Because if you can get root in a container, you have root outside the container. While escaping a container isn’t exactly easy or always possible, it is a huge risk.
That is completely insane. Getting root on one container = complete access to the entire system with administrator level access? What kind of security operation are they running there exactly? Local root exploits aren't exactly unheard of, so you'd think the infrastructure would be designed to tolerate that sort of thing, not simply hand out private keys to management APIs to all and sundry.
What kind of development operation is the question I would ask. Security mostly involves convincing developers to do the right thing with a lot of resistance.

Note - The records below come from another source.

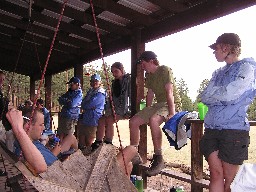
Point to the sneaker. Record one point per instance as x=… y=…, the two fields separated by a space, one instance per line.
x=96 y=145
x=156 y=165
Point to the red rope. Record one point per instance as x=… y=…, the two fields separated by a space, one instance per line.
x=48 y=56
x=108 y=85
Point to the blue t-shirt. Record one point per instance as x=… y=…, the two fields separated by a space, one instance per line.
x=49 y=157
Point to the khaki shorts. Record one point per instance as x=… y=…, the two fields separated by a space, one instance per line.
x=160 y=109
x=66 y=126
x=87 y=131
x=232 y=144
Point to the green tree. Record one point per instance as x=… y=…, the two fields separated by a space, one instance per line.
x=187 y=104
x=202 y=86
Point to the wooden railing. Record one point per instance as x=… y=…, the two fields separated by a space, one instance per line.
x=196 y=177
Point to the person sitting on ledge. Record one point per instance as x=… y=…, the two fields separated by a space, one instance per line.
x=38 y=156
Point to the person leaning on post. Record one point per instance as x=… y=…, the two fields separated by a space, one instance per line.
x=70 y=101
x=160 y=83
x=228 y=95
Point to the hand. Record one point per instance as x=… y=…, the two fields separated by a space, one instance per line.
x=168 y=117
x=15 y=118
x=57 y=149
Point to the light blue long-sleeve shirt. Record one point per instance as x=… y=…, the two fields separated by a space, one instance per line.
x=71 y=102
x=228 y=95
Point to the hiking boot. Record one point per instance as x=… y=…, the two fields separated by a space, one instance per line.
x=156 y=165
x=108 y=142
x=136 y=160
x=96 y=145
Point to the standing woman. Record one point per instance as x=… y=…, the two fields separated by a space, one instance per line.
x=92 y=108
x=121 y=95
x=228 y=95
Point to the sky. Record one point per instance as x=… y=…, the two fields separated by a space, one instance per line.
x=188 y=53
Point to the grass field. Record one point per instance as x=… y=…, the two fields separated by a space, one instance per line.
x=171 y=155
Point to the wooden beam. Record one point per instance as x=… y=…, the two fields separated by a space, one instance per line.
x=125 y=12
x=197 y=15
x=174 y=6
x=82 y=17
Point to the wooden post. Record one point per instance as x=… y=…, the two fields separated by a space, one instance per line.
x=32 y=88
x=137 y=93
x=196 y=156
x=48 y=92
x=78 y=71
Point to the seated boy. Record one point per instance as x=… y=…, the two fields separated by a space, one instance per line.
x=36 y=154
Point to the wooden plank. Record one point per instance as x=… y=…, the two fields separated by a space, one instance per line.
x=100 y=169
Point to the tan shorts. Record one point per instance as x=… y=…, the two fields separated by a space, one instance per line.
x=67 y=126
x=87 y=131
x=160 y=109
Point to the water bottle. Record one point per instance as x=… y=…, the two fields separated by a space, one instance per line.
x=173 y=189
x=133 y=179
x=139 y=184
x=179 y=189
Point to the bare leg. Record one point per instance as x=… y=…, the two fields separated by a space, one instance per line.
x=216 y=173
x=109 y=128
x=81 y=140
x=154 y=122
x=134 y=125
x=129 y=153
x=230 y=172
x=101 y=129
x=61 y=136
x=69 y=142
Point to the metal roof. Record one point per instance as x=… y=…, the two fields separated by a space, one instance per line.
x=76 y=42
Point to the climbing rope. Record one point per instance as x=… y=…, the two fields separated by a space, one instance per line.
x=108 y=84
x=49 y=55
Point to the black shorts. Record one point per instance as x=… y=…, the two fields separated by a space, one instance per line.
x=232 y=144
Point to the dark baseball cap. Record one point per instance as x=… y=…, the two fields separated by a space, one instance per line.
x=74 y=80
x=95 y=77
x=227 y=38
x=146 y=55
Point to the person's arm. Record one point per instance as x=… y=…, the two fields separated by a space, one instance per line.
x=170 y=99
x=149 y=97
x=30 y=152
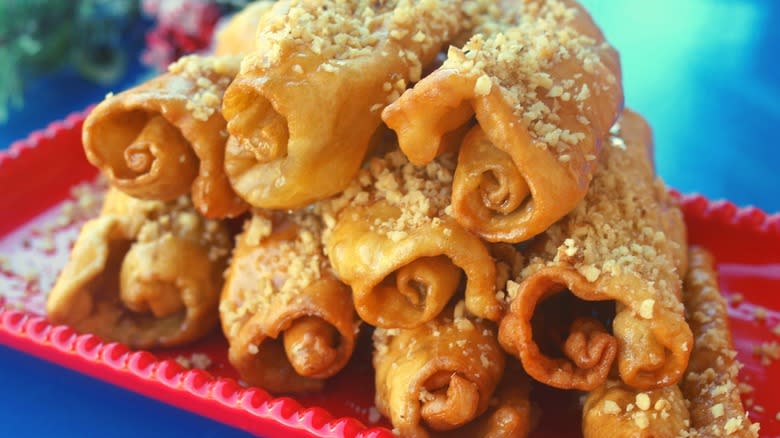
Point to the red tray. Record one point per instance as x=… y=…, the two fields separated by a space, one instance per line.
x=42 y=171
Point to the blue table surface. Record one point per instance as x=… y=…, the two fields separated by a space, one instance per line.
x=704 y=72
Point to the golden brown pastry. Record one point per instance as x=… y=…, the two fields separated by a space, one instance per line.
x=144 y=273
x=307 y=101
x=438 y=376
x=616 y=410
x=290 y=323
x=710 y=383
x=393 y=242
x=545 y=89
x=613 y=247
x=166 y=137
x=237 y=37
x=509 y=413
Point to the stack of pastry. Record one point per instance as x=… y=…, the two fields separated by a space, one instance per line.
x=459 y=176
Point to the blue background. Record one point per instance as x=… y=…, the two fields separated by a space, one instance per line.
x=704 y=72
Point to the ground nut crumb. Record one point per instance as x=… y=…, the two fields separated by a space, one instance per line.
x=646 y=308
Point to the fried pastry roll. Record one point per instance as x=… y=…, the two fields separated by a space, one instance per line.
x=509 y=414
x=403 y=256
x=438 y=376
x=710 y=383
x=166 y=137
x=290 y=323
x=616 y=410
x=545 y=91
x=148 y=279
x=306 y=103
x=237 y=37
x=612 y=247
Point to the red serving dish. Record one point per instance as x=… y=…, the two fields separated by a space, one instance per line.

Not sure I would assume the security team is behind this, rather than some "risk acceptance" forced on them to launch the feature on time.

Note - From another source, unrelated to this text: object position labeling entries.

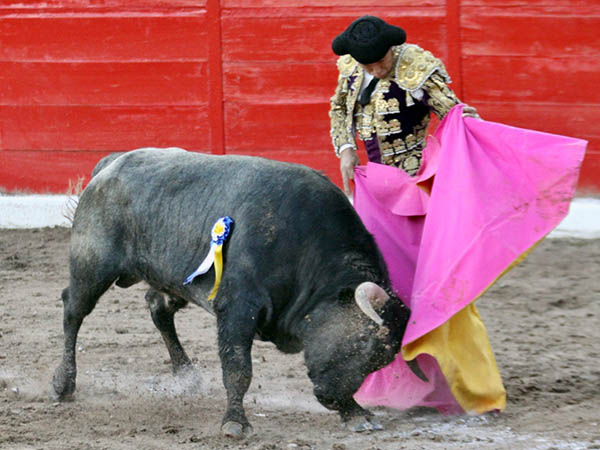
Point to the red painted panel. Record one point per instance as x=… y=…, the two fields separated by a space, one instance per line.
x=305 y=39
x=102 y=128
x=567 y=120
x=104 y=5
x=324 y=161
x=45 y=171
x=532 y=79
x=294 y=127
x=334 y=6
x=139 y=83
x=294 y=82
x=103 y=38
x=532 y=7
x=530 y=35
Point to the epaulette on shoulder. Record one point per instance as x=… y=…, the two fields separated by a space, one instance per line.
x=415 y=66
x=346 y=65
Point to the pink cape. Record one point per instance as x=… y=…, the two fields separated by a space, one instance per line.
x=496 y=191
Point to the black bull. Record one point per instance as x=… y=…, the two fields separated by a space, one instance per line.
x=300 y=268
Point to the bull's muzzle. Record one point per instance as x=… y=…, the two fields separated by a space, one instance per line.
x=369 y=296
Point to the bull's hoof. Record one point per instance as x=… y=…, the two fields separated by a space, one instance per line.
x=63 y=385
x=360 y=424
x=236 y=430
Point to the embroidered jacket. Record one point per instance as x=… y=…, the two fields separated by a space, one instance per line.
x=394 y=124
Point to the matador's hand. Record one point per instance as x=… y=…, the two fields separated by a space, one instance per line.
x=348 y=161
x=469 y=111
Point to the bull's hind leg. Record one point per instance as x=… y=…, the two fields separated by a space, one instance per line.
x=79 y=299
x=236 y=328
x=163 y=312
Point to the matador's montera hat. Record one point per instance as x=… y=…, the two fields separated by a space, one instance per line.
x=368 y=39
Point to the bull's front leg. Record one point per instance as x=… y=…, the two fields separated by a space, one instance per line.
x=163 y=312
x=236 y=330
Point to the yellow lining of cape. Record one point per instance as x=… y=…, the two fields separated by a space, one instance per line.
x=462 y=349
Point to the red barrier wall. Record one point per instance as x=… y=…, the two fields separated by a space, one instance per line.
x=79 y=79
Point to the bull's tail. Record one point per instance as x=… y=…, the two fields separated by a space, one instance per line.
x=73 y=193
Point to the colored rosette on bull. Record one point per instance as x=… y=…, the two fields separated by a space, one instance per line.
x=219 y=234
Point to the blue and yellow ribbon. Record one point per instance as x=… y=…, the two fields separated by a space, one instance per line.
x=220 y=232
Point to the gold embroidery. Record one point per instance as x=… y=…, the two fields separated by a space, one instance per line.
x=415 y=66
x=441 y=98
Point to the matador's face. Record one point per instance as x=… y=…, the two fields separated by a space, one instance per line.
x=381 y=68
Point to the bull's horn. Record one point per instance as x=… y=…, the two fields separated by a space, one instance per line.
x=413 y=365
x=365 y=294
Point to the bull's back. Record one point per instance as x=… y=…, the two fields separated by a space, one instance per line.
x=158 y=206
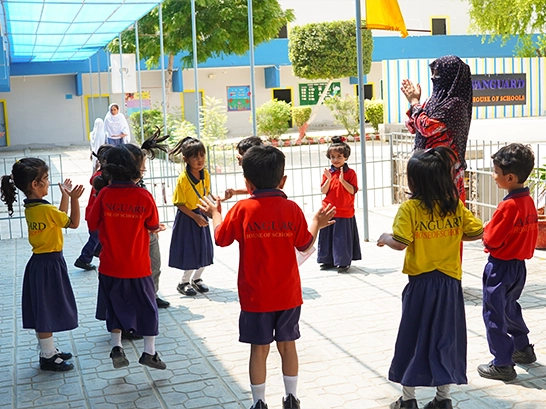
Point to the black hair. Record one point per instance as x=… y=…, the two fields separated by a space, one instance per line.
x=23 y=173
x=430 y=178
x=515 y=158
x=263 y=166
x=189 y=148
x=247 y=143
x=123 y=163
x=338 y=145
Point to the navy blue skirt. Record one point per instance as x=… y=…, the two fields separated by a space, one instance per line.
x=48 y=300
x=191 y=245
x=431 y=344
x=128 y=304
x=339 y=244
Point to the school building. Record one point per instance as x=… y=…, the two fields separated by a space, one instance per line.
x=56 y=102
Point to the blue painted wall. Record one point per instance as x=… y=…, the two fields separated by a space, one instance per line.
x=275 y=52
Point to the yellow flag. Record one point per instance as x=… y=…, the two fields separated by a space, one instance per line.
x=385 y=15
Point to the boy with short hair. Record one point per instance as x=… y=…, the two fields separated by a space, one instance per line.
x=509 y=238
x=269 y=228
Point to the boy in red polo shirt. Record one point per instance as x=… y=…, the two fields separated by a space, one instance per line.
x=268 y=228
x=509 y=238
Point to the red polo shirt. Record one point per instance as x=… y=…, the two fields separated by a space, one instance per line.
x=513 y=230
x=338 y=196
x=123 y=213
x=269 y=228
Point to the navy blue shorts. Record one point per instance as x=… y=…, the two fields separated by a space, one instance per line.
x=262 y=328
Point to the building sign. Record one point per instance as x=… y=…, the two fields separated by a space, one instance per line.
x=238 y=98
x=499 y=89
x=310 y=93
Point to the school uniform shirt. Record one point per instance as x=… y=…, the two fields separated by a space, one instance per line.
x=123 y=213
x=186 y=186
x=337 y=195
x=268 y=227
x=45 y=223
x=513 y=230
x=433 y=242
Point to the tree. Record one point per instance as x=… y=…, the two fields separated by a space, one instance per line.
x=327 y=51
x=507 y=18
x=222 y=28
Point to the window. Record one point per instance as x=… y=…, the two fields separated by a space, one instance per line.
x=283 y=32
x=439 y=26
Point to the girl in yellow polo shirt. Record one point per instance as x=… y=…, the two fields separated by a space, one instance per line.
x=430 y=348
x=48 y=300
x=191 y=243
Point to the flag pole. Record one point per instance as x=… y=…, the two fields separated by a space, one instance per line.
x=362 y=121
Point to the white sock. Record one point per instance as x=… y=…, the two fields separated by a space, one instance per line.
x=198 y=273
x=258 y=392
x=290 y=385
x=408 y=392
x=149 y=345
x=47 y=347
x=115 y=339
x=442 y=392
x=186 y=276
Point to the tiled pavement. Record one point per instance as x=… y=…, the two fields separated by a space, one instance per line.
x=348 y=325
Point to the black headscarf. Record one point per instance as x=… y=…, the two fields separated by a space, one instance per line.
x=451 y=100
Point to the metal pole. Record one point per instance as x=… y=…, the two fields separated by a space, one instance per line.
x=162 y=60
x=138 y=82
x=195 y=68
x=364 y=182
x=121 y=73
x=251 y=54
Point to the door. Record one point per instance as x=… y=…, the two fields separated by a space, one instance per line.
x=191 y=113
x=3 y=126
x=286 y=96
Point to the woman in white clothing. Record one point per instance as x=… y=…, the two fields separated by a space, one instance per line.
x=97 y=137
x=116 y=126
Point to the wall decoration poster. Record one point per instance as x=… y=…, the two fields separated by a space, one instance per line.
x=132 y=102
x=238 y=98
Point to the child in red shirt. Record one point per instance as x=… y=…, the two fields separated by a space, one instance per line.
x=509 y=238
x=338 y=244
x=124 y=214
x=268 y=227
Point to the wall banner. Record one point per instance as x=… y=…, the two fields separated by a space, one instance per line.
x=499 y=89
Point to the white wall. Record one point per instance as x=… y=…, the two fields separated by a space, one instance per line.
x=38 y=111
x=416 y=13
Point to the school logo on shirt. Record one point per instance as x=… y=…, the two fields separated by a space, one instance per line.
x=522 y=225
x=124 y=210
x=268 y=229
x=435 y=228
x=35 y=227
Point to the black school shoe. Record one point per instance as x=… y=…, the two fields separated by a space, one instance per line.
x=407 y=404
x=119 y=359
x=153 y=361
x=500 y=373
x=55 y=363
x=439 y=404
x=185 y=289
x=525 y=356
x=291 y=402
x=200 y=286
x=84 y=266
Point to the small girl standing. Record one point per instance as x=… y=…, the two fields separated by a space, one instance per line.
x=48 y=300
x=124 y=214
x=431 y=345
x=191 y=243
x=338 y=244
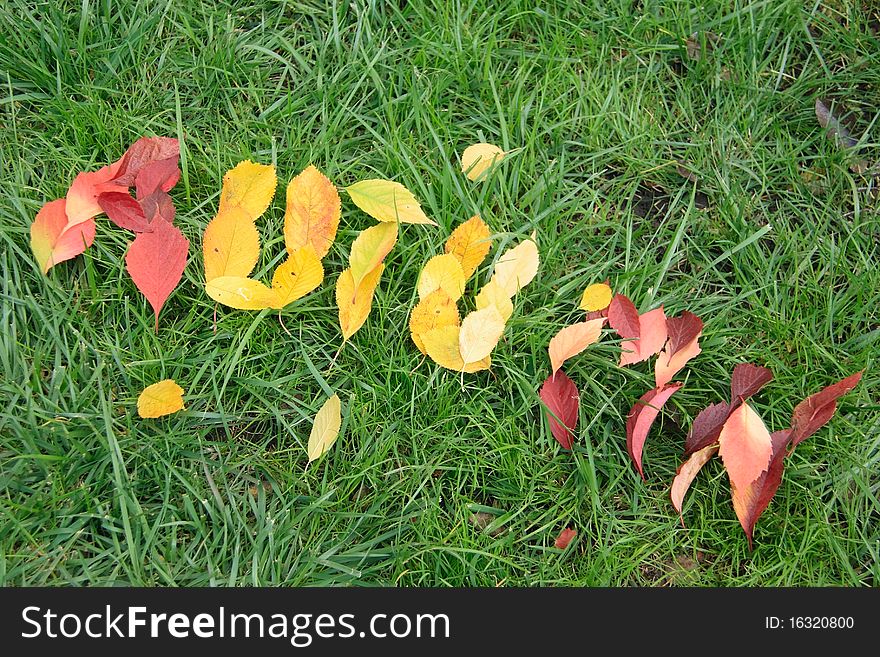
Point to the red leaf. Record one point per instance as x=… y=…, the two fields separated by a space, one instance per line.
x=623 y=317
x=124 y=211
x=682 y=330
x=560 y=395
x=706 y=427
x=811 y=414
x=565 y=537
x=144 y=151
x=747 y=379
x=156 y=261
x=161 y=174
x=751 y=501
x=640 y=418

I had several absolutely awful experiences with CosmosDB even before this breach. Its design and engineering are the worst I've encountered on Azure or anywhere else that I remember.
This vulnerability, and especially its handling by Microsoft, were the final nail in the coffin for us and we've put in the effort to migrate away.
Sure. Here are a few examples. They're all based on my experience with the MongoDB API for CosmosDb. Your mileage with other APIs may vary.
1. CosmosDB has a hardcoded 60-second timeout for queries. That means that queries that take longer than that are literally impossible to run without breaking the query into smaller chunks. This is worse than it sounds because CosmosDB doesn't have some of the basic optimizations that exist in other databases. For example, finding all distinct values of an indexed field required a full scan which wasn't doable in 60 seconds. Another example is deleting all documents with a specific value in an indexed field - again, not doable in 60 seconds. When deleting or updating multiple documents, we'd write short snippets of code that queried for the ids of all documents that need to be updated, and then updated or deleted them by id one by one.
2. Scaling up and down again can cause irrevocable performance changes since there's a direct link between the number of provisioned RUs and the number of "Physical Partitions" created by the database. A new "physical partition" is created for every 10K RUs or 50GB of data. CosmosDB knows how to create new physical partitions when scaling up, but doesn't know how to merge them when scaling down.
Say you have 10 logical partitions on 5 physical partitions, and you are paying for 50K RUs. Each physical partition holds exactly 2 logical partitions and is allocated 10K RUs. Now you had to temporarily scale up the database for some reason to 100K RUs, so you have 10 physical partitions with one logical partition on each one. When you scale back to 50K RUs, you'll still have 10 logical partitions, each with 5K. So now each of your logical partitions has exactly 5K RUs, while before it had 10K RUs shared with a different logical partition.
3. The allocation of logical partitions to physical partitions is static, hash-based and there's no control over it. This means that having hot logical partitions is a performance problem. Hot logical partitions might end up on the same physical partition and be starved for resources while other physical partitions are over-provisioned. Of course, you can allocate data to partitions completely randomly and hope for the best, but there's a performance penalty for querying multiple logical partitions. Plus, updates/deletes are limited to a single logical partition, so you'll be losing the ability to batch update/delete related documents.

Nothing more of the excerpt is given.